Luiz Geraldo Mazza
Sem bússola
Cada vez mais fica nítido que o governador desconhece a sua obra, o governo. Já no primeiro mandato essa sensação era dominante quando, por exemplo, um grupo de policiais encapuzados, sindicalistas de oposição, invadiu a tal mansão, supostamente protegida, na qual se praticava jogos e lenocínio. Ficou ali visível num setor sensível como esse dentre os que mais investiu com alto reforço nos quadros militares e civis esse desligamento da autoridade. Aliás a sucessão de nomes e estilos diferentes convocados para a pasta é também sinal de insegurança e perplexidade e num certo momento tivemos um membro do MP estadual, Cid Vasques, em confronto aberto com o Gaeco que felizmente pela sensibilidade da instituição (Procuradoria da Justiça) deu a vitória a esse braço estratégico da corporação nas assembleias internas.
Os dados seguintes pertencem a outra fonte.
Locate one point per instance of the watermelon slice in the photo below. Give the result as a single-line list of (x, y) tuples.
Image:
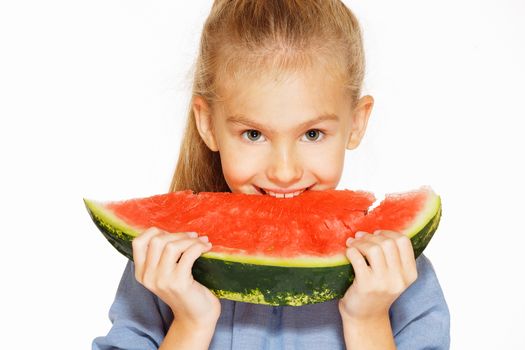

Como o governador ignorava a história da mansão, que na sequência derrubaria um dos ocupantes da Diretoria da Polícia Civil, também estava inteiramente por fora dos desmandos de delegados, denunciados em reportagem, que usavam carro oficial até para ir ao bordel. Como sequência disso tivemos dois jornalistas que praticamente se viram obrigados à proteção especial como "exilados" e na mesma direção o absurdo da convocação de repórteres para que entregassem seus possíveis informantes. Da mesma forma que prometeu ir fundo naquele atentado à liberdade de imprensa declara-se hoje o maior interessado em saber o que o Gaeco vem apurando na operação "Publicano".
A contenção natural
Uma autoridade, que se respeita, não precisa recorrer às bravatas, como fazia Requião para gerar intimidação interna: sua presença e seriedade são suficientes para isso e é ela que leva à contenção dos agentes que o cercam.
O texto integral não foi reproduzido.